Tu ne connaissais pas la demie-mesure, et ta beauté était si intense, magnétique.
Je ne t'ai pas dit que je te considérais comme une grande sœur, et qu'ainsi, j'étais un peu amoureuse de toi : j'espère que tu le savais.
Pour moi tu étais une autre figure de femme : entre autre, la première qui m'ait dit, "moi, je ne veux pas d'enfants", comme une décision, un choix, qui était possible.
Je sais que tu as beaucoup souffert, tu m'en as raconté un peu : entre autres la proximité de la mort, déjà si jeune, par l'anorexie. Quand tu me l'as dit j'avais de la peine à le croire, à te voir belle, si pleine de vie. Je t'admirais tellement. Tu étais pétillante et séduisante. La femme séduisante que je ne savais pas être, que je ne pensais jamais pouvoir être même si parfois tes yeux me permettaient de me voir ainsi aussi, comme une main tendue vers cette profonde joie de la beauté des couleurs, du jeu, des blagues, du soleil, des fleurs cueillies au passage, les coiffures artistiquement farfelues et aussi de la peau qui se donne à la mer sans y réfléchir à deux fois... et en même temps si douce et réfléchie et profonde et attirée par l'insondable. Et tu m'as fait le cadeau immense d'être mon amie.

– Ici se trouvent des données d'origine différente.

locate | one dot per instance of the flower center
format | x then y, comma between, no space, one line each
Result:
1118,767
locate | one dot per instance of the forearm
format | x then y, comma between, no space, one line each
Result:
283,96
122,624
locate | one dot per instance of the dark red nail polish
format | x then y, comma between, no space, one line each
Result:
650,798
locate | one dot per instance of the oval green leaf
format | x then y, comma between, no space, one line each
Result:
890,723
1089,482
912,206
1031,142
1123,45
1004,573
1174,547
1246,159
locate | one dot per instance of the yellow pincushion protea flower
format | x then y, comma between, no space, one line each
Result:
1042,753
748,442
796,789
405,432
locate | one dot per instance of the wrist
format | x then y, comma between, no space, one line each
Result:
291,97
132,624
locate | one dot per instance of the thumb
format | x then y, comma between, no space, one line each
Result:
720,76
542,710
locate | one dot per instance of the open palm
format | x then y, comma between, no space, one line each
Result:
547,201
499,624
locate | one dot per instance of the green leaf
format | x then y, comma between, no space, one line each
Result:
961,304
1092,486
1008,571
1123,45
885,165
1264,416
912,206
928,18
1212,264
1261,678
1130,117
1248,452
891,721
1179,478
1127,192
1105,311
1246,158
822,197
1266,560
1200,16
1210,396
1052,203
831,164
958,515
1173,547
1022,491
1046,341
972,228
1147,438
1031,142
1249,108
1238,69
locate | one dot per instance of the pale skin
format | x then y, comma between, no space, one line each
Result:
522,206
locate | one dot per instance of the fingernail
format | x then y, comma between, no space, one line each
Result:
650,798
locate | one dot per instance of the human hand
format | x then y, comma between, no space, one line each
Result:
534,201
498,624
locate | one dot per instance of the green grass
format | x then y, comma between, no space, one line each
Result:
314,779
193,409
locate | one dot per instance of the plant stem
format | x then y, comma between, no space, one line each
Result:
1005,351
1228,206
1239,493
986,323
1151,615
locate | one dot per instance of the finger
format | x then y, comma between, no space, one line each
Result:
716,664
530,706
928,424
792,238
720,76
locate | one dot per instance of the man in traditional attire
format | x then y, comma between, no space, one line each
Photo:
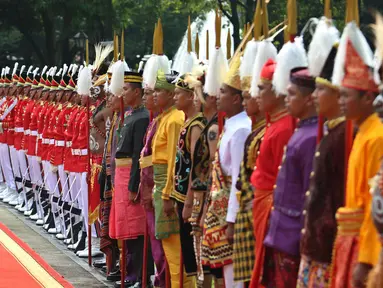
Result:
357,244
127,215
182,194
285,224
223,207
164,156
146,189
328,182
278,132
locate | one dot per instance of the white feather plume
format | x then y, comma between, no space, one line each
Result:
126,67
377,66
53,72
248,59
70,69
117,81
140,66
216,72
15,68
155,63
351,32
266,51
292,55
22,69
59,73
84,82
35,72
65,70
324,39
189,60
29,69
74,69
79,69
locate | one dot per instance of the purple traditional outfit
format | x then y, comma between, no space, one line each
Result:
146,194
286,218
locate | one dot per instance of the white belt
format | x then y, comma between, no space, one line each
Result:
80,152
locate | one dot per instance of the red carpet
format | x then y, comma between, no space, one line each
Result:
20,266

J'ai devant moi les deux seules lettres que j'ai de toi. La dernière il y a presque un an tu te disais "aspirée par le fond" mais ensuite le ton enjoué, ça allait mieux, et puis quand tu m'as écrit par mail pour mon anniversaire tu disais vagabonder de maison en maison chez les copains comme tu le faisais parfois, le dernier sms en juin "Oui... ça va mieux... On s'appelle bientôt. Je t'embrasse" et on ne s'est jamais appelées. On se voyait et se donnait des nouvelles par à-coups je ne t'ai pas appelée tout de suite. Maintenant c'est impossible de se dire que tu n'avais pas envoyé de signes de ton désarroi. Mais ça n'a jamais été facile pour toi, et tu tenais quand même, et tu étais même plus forte que les autres, plus décidée, tu comprenais si bien le désarroi, et à chaque fois qu'on en parlait tu étais toujours là, bien vivante, avec moi... alors, je ne pouvais pas imaginer ça.

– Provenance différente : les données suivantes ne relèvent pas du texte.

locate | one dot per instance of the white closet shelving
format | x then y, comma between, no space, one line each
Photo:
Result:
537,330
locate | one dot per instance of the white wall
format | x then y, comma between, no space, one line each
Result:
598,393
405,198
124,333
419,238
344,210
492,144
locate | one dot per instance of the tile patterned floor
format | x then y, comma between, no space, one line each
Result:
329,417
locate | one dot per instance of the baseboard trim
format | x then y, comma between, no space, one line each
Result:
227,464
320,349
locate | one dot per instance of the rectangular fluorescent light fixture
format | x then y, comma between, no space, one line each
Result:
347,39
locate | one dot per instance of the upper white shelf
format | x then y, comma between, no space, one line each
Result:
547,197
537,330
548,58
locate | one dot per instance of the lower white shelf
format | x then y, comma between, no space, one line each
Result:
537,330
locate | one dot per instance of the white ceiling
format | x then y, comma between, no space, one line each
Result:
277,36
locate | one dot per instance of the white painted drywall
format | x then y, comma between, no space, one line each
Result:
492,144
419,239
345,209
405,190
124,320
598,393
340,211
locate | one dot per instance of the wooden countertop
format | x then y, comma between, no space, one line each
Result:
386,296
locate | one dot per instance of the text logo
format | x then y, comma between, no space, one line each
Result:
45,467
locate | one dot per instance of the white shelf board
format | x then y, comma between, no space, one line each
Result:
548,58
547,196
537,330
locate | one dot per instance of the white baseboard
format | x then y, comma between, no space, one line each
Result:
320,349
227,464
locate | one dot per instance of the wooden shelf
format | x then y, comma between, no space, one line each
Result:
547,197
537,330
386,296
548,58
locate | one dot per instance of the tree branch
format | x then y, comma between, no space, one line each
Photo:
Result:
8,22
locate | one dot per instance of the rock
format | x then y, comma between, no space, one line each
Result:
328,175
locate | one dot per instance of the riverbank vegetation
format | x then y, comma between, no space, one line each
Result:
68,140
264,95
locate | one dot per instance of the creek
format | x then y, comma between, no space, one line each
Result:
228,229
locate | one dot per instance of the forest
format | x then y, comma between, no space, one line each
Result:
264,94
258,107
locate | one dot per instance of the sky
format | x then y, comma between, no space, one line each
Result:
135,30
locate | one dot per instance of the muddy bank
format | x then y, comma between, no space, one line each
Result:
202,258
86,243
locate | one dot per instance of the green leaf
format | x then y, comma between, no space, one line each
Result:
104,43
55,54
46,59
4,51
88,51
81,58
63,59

Je n'arrive pas à penser encore que je n'entendrais plus ta voix, ne m'émerveillerais plus devant toi, ta vie, tes sourires, tes yeux, ton corps de femme sans âge, ne recevrais plus tes mots toujours joyeux et doux pour moi. Plus personne ne m'appellera comme toi "ma belle frimousse". On ne pourra plus jouer ensemble, les notes et les phrases s'aimant si bien parce que toutes les deux on avait ce truc "très lyrique". Trop pour être tout à fait bien en place comme le voulait l'ouvrage bien ciselé, pas assez de sang froid et cartésiennes, fallait nous recadrer voilà, mais toi et moi on avait le supplément d'âme, non ? Bartok, les rues de Paris et le chapeau qui traîne ça marche à Montmartre mais pas devant Notre-Dame (je suis tellement heureuse qu'on l'ait fait ensemble !), les copains qui disent qu'on devrait monter un groupe toutes les deux. Mais ni pour toi ni pour moi le violon c'est la solution facile, ou le chemin qu'on s'imagine, ni pour toi ni pour moi Paris n'a encore de sens. Alors on s'éloigne mais pas vraiment. Il n'y avait pas de doute pour moi ça n'aurait pas de fin cette amitié-là, elle serait seulement distendue, parfois.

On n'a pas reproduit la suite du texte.